Security
Payment services for CurrencyWave are provided by Currencycloud, a trusted global payments platform owned by Visa. Here is some important information about their security:
Technical Security
Currencycloud takes the security of your data and money very seriously. They are ISO/IEC 27001:2013 compliant and consistently review and enhance their processes and systems to ensure that they remain secure.
Physical security
The service operates on Amazon Web Services (AWS) which is certified under a number of global compliance programmes which underlines best practices in terms of data centre security.
- ISO 27001 Information Security Management Controls
- ISO 27018 Personal Data Protection
- PCI-DSS Level 1 Payment Card Standards
- SSAE16/SOC 1, SOC2 and SOC 3
- FIPS United States Government Security Standards
For the full list of AWS compliance programs see: https://aws.amazon.com/compliance/pci-data-privacy-protection-hipaa-soc-fedramp-faqs/
More information about AWS data centre controls may be found here: https://aws.amazon.com/compliance/data-center/controls/
Network security
There are dedicated systems in place to protect against Distributed Denial of Service (DDoS) attacks as well as man-in-the-middle attacks. They use reputable registrars to protect against domain hijacking and “phishing” attacks.

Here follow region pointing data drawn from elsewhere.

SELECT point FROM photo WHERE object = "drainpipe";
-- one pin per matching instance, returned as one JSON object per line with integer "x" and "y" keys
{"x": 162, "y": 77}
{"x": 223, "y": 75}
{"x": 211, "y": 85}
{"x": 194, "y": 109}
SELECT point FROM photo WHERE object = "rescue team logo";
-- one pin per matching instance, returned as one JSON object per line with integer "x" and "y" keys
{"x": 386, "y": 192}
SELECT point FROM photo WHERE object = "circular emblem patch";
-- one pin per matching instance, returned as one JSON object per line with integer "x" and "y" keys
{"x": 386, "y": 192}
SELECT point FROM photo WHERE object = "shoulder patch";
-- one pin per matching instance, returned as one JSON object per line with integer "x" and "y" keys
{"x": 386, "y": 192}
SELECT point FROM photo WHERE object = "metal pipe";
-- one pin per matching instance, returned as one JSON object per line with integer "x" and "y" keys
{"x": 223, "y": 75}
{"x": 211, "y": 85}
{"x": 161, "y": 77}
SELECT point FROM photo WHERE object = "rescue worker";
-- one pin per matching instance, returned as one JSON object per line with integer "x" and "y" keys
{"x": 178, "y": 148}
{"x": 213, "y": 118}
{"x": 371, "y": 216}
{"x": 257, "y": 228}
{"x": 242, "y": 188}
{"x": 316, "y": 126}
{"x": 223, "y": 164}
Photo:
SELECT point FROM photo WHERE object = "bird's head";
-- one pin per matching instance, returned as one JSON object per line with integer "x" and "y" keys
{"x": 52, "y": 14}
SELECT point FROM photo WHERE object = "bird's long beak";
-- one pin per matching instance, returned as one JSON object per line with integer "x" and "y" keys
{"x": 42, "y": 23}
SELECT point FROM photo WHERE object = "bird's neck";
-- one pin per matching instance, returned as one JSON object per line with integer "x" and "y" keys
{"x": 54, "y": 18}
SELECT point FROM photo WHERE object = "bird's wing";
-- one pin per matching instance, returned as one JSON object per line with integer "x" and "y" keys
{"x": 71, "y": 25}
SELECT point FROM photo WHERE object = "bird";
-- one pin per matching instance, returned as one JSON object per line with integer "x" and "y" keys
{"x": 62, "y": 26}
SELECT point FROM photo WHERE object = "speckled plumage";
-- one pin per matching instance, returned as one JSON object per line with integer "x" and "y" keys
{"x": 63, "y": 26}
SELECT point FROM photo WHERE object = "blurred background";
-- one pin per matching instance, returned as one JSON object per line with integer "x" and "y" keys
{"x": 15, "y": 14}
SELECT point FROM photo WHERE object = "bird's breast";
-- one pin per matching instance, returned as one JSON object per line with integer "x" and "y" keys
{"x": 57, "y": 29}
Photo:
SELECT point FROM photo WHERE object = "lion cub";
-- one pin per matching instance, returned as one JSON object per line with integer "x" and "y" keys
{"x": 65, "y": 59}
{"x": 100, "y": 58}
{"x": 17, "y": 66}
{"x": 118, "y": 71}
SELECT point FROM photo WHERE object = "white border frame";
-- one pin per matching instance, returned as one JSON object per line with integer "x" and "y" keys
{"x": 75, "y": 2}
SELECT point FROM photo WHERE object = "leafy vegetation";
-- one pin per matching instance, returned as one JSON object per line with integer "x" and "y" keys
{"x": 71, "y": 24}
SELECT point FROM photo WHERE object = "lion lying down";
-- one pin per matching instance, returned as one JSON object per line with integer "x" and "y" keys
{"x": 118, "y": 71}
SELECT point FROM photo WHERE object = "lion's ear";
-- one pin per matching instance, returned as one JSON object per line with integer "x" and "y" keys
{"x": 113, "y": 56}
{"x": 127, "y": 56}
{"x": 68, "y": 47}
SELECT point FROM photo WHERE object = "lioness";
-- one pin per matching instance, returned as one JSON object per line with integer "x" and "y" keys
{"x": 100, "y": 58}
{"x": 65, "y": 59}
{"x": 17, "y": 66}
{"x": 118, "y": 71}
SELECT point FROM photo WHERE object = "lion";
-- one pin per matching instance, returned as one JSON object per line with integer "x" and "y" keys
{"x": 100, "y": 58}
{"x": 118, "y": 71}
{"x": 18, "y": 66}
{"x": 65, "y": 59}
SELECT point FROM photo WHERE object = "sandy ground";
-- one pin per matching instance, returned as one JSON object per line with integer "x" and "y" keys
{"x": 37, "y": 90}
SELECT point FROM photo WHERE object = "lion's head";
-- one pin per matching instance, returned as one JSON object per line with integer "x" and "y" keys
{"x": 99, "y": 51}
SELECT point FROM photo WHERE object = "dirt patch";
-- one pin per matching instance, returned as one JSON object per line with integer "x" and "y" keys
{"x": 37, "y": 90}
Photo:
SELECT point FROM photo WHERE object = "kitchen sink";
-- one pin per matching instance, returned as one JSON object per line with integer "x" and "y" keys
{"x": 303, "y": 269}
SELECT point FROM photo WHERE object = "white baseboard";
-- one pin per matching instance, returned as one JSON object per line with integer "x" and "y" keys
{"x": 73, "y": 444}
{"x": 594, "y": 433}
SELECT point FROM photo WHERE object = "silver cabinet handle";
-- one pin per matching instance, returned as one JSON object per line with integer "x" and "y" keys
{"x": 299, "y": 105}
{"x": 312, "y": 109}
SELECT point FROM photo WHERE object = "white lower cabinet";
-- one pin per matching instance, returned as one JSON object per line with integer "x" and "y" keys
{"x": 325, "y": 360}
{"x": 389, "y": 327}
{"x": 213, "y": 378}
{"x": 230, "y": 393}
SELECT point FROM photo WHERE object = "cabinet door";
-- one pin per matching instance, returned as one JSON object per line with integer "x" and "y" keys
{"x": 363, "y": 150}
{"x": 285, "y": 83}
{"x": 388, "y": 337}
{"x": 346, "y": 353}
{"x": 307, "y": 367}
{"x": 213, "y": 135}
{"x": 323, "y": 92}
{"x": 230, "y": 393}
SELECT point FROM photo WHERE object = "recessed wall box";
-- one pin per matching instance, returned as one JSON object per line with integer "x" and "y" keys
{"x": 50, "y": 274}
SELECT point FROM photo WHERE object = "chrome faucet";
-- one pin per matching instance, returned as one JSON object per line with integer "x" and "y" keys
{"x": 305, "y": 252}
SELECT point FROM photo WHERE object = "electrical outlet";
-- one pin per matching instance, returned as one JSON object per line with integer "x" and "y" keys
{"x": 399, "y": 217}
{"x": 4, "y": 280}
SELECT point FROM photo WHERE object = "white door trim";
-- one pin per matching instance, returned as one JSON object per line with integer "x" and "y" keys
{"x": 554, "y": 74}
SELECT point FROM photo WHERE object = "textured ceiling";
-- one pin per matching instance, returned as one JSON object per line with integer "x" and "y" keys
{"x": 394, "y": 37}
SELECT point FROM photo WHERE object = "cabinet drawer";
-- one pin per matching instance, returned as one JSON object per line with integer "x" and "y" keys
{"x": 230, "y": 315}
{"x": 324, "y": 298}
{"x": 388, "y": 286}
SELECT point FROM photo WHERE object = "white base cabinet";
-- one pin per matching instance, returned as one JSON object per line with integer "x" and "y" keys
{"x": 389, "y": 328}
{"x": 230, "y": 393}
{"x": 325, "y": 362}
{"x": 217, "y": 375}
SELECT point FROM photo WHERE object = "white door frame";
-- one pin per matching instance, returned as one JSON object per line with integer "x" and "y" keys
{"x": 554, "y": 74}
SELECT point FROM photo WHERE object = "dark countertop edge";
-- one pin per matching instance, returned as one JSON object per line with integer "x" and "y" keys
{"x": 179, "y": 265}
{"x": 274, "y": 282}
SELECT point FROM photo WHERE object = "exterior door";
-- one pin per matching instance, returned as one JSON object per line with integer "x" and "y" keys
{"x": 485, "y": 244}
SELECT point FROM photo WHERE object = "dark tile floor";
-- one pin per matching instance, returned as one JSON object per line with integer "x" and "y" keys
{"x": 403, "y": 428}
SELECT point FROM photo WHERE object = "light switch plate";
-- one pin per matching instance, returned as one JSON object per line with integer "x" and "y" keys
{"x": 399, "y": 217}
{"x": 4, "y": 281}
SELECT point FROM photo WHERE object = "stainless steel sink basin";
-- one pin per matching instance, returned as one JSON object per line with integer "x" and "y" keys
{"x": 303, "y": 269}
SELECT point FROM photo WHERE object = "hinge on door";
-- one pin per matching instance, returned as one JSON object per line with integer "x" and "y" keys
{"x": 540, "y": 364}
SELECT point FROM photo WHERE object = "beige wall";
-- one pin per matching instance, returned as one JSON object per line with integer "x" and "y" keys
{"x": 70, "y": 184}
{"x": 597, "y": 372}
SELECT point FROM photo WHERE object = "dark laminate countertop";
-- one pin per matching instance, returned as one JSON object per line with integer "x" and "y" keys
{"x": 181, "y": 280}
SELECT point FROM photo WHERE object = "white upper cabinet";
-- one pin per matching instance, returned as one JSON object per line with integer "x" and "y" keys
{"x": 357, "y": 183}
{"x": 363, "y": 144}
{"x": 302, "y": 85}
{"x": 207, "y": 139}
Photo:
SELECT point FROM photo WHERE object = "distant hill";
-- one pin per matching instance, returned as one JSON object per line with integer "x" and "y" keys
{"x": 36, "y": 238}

The platform undergoes regular penetration testing and has protection in place against common vulnerabilities like code injection attacks and cross-site scripting attacks.
Encryption
All network traffic is encrypted at a transport level and confidential information is encrypted at rest. They use best practices in terms of encryption key storage and security.
Information security
The platform and operational security is certified under ISO/IEC 27001:2013, the international best practice standard for Information Security Management Controls which is independently audited.
They also comply with best practices and regulations pertaining to the management of personal data under the UK Data Protection Act (DPA), as well as the upcoming European Union General Data Protection Regulation (GDPR).
Strong access control
The platform provides a role based, hierarchical security model with two-step authentication and multi-factor authentication for sensitive systems. All access is logged and audited for suspicious behaviour.
Use Currencycloud with confidence
Your money and your data is as important to us as it is to you. Here are some of the things we do to make sure that you can use our services with peace of mind.
Regulated in the UK, EU and USA
For clients based in the United Kingdom and rest of the world, payment services for CurrencyWave are provided by The Currency Cloud Limited. Registered in England and Wales No. 06323311. Registered Office: Stewardship Building 1st Floor, 12 Steward Street London E1 6FQ. The Currency Cloud Limited is authorised by the Financial Conduct Authority under the Electronic Money Regulations 2011 for the issuing of electronic money (FRN: 900199).
For clients based in the European Economic Area, payment services for CurrencyWave are provided by CurrencyCloud B.V.. Registered in the Netherlands No. 72186178. Registered Office: Nieuwezijds Voorburgwal 296 – 298, Mindspace Nieuwezijds Office 001 Amsterdam. CurrencyCloud B.V. is authorised by the DNB under the Wet op het financieel toezicht to carry out the business of an electronic-money institution (Relation Number: R142701).
For clients based in the United States, payment services for CurrencyWave [are provided by The Currency Cloud Inc. which operates in partnership with Community Federal Savings Bank (CFSB) to facilitate payments in all 50 states in the US. CFSB is registered with the Federal Deposit Insurance Corporation (FDIC Certificate# 57129). The Currency Cloud Inc is registered with FinCEN and authorised in 39 states to transmit money (MSB Registration Number: 31000206794359). Registered Office: 104 5th Avenue, 20th Floor, New York , NY 10011.
Trusted by more than a million people
Currencycloud process over $1bn a month on behalf of hundreds of thousands of people and companies.
Privacy
They comply with best practices and regulations pertaining to the management of personal data under the UK Data Protection Act (DPA), as well as the upcoming European Union General Data Protection Regulation (GDPR).
Secure Platform
They are ISO/IEC 27001:2013 compliant and have robust processes to protect their systems.
Financial backing
In 2021, Currencycloud was acquired by Visa Inc. By choosing Currencycloud as our e-money provider, we have peace of mind knowing that they are backed by one of the world’s largest capitalised financial institutions.
Safeguarding funds
Your money is held in separate accounts with tier one banks. In the unlikely event of Currencycloud ceasing to exist, your money remains protected.When funds are posted to your account, e-money is issued in exchange for these funds, by an Electronic Money Institution who we work with, called Currencycloud. In line with regulatory requirements, Currencycloud safeguards your funds. This means that the money behind the balance you see in your account is held at a reputable bank and, most importantly, is protected for you in the unlikely event of Currencycloud’s, or our insolvency. Currencycloud stops safeguarding your funds when the money has been paid out of your account to your beneficiary’s account.